Site Reliability Engineer
About The Position
The Site Reliability Engineering (SRE) team at Aqua Security helps other Engineering teams to improve the reliability, security, resilience, and performance of the services they own.
SREs use their expertise in how Aqua’s Infrastructure works to ensure other teams are getting maximum leverage from it.
SRE also owns several of the processes (and related tooling) that contribute to reliability, including how we run incidents (and how we learn from them), how we make infrastructure changes safely, and how we ensure adequate capacity for future needs.
Our SRE Team is responsible for design, creation, and maintenance of a complete multi cloud deployment and monitoring framework. Working with AWS EKS, GCP GKE and Azure AKS and many other cloud services.

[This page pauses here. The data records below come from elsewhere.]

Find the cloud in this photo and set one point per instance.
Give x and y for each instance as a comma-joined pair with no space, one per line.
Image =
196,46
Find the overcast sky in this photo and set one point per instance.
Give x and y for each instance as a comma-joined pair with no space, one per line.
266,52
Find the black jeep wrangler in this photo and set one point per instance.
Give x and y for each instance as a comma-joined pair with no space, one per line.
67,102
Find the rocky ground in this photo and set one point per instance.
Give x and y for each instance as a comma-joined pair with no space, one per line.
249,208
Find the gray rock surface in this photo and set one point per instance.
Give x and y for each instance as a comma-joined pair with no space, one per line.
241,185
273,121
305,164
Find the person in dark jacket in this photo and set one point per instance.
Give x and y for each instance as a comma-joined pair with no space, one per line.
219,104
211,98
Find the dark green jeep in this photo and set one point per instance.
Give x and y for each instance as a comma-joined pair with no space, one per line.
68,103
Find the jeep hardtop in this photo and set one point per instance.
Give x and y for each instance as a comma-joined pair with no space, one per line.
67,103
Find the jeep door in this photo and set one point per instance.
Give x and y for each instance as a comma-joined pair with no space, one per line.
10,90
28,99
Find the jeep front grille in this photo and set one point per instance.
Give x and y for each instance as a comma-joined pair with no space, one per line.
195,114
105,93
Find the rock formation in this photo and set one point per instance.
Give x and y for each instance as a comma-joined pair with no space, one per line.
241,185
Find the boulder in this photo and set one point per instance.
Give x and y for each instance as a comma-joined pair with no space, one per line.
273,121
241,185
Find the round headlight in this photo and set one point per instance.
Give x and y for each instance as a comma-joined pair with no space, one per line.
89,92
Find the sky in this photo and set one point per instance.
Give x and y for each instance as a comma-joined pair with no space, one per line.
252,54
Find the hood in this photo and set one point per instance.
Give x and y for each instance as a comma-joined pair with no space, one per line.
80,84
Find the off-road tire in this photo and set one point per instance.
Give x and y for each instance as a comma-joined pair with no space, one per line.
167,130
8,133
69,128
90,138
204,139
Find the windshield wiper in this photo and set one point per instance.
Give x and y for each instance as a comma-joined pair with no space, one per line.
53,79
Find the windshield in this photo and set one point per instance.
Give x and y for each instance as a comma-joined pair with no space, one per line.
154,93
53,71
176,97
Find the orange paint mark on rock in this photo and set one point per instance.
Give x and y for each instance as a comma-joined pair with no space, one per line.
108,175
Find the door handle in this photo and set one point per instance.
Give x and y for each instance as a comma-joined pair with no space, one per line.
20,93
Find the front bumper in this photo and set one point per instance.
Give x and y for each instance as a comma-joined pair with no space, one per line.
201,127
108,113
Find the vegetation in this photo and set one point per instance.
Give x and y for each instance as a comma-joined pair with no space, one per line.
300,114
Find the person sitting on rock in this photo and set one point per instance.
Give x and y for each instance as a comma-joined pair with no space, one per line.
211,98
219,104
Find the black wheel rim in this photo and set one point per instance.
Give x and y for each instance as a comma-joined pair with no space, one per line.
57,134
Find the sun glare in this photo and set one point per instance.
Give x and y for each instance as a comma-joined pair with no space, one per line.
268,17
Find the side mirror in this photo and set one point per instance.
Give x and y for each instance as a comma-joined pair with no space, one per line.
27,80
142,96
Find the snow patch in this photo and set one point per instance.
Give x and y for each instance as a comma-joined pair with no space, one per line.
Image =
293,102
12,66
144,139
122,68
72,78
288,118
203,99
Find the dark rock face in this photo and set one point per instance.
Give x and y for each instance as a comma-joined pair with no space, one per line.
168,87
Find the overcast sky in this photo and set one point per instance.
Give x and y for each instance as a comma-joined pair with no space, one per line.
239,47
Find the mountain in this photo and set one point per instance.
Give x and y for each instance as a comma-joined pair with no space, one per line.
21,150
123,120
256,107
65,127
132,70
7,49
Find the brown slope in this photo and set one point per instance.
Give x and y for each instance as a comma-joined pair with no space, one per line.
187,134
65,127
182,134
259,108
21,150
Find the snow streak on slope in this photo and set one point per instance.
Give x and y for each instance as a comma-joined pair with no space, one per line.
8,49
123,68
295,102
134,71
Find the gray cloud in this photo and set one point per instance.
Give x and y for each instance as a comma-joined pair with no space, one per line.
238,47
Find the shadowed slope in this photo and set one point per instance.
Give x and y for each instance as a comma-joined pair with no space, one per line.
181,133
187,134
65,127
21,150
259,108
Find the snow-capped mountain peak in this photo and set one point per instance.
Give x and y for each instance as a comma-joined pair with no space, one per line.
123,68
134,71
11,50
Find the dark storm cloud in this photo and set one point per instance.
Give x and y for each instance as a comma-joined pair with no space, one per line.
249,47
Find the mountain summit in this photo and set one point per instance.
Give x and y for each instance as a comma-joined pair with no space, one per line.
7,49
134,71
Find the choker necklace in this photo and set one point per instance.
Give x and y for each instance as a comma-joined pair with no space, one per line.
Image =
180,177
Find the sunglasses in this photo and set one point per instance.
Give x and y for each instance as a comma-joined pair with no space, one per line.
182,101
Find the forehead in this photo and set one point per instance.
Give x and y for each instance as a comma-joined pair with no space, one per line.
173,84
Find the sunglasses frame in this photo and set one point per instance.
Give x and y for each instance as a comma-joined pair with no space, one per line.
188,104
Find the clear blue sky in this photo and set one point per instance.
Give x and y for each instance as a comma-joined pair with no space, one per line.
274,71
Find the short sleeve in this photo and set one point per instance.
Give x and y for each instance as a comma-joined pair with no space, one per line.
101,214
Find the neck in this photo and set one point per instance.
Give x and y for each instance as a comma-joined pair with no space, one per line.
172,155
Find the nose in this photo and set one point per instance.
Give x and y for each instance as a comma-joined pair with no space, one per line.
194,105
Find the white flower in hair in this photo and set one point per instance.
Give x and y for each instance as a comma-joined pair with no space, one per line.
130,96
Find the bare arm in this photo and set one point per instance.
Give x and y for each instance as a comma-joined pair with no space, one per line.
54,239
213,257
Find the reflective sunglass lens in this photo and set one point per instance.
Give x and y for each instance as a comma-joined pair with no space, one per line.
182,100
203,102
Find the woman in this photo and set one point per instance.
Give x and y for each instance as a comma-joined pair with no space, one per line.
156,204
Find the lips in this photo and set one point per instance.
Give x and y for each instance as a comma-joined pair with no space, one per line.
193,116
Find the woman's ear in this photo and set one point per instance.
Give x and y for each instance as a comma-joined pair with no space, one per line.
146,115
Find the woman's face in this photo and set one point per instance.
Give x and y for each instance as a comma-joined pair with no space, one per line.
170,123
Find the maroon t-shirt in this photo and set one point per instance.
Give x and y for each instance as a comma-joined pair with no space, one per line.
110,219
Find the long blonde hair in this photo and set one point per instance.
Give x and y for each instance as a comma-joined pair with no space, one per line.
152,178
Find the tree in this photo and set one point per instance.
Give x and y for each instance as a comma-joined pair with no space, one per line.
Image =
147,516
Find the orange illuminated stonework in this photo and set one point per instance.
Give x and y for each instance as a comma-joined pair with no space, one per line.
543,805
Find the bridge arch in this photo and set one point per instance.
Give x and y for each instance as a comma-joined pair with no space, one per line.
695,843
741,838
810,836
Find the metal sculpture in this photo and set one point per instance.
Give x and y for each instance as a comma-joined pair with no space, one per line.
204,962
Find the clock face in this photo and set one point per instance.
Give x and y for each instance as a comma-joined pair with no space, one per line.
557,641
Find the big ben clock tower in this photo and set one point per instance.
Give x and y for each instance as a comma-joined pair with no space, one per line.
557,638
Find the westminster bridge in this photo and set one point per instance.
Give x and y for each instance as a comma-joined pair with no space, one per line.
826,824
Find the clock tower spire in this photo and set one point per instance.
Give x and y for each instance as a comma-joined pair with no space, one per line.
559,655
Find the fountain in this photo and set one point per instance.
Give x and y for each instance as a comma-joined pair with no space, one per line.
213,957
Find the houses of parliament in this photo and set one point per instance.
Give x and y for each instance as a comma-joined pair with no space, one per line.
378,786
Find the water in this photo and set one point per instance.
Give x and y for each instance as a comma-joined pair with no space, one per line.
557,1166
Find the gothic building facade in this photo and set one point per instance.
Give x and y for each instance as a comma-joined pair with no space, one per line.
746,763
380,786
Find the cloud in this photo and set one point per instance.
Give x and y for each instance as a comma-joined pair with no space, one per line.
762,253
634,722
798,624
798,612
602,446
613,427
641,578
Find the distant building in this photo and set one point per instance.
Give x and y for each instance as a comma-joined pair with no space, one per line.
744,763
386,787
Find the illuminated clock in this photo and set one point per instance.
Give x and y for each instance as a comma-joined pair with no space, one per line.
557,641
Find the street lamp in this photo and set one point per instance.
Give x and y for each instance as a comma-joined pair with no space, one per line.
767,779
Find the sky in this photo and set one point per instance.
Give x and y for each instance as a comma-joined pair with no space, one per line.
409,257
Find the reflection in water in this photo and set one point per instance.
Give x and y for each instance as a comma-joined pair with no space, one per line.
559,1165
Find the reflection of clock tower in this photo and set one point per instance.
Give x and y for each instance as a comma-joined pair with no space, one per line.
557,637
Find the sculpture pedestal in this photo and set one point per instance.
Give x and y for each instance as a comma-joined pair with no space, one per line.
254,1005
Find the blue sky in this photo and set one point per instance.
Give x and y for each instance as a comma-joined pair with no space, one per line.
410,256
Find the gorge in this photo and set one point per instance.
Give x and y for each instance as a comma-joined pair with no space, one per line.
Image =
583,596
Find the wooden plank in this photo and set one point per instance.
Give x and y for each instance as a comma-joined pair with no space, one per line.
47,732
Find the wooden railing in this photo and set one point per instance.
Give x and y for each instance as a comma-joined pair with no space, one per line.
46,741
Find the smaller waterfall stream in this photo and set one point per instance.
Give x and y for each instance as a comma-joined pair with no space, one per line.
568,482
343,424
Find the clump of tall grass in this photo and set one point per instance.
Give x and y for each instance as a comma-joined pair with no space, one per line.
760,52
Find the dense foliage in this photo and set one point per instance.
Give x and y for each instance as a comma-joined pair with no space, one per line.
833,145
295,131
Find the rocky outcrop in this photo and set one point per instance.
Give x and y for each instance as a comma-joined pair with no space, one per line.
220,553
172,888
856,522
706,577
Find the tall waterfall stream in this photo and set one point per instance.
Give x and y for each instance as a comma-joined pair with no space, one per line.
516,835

This is an amazing opportunity to work with a world class technical team and to hold responsibility for designing, creating, and provisioning infrastructure and deploying and maintaining applications with a focus on infrastructure as code.
- Strong SRE/DevOps skillset on Azure, GCP or AWS (preferred)
- Experience with Hashicorp products.
- CI/CD - Jenkins
- Monitoring platforms - Datadog preferred
- Containerization with Docker and Kubernetes
- Strong working experience with bash, Python/GO
- Solid Linux experience
- Database expertise a plus (PostgreSQL ideal)
- An eagerness to automate everything
- Manage availability and performance problems for clients
- automate resolution to prevent re-occurrences
- Ability to be on call on a rotational basis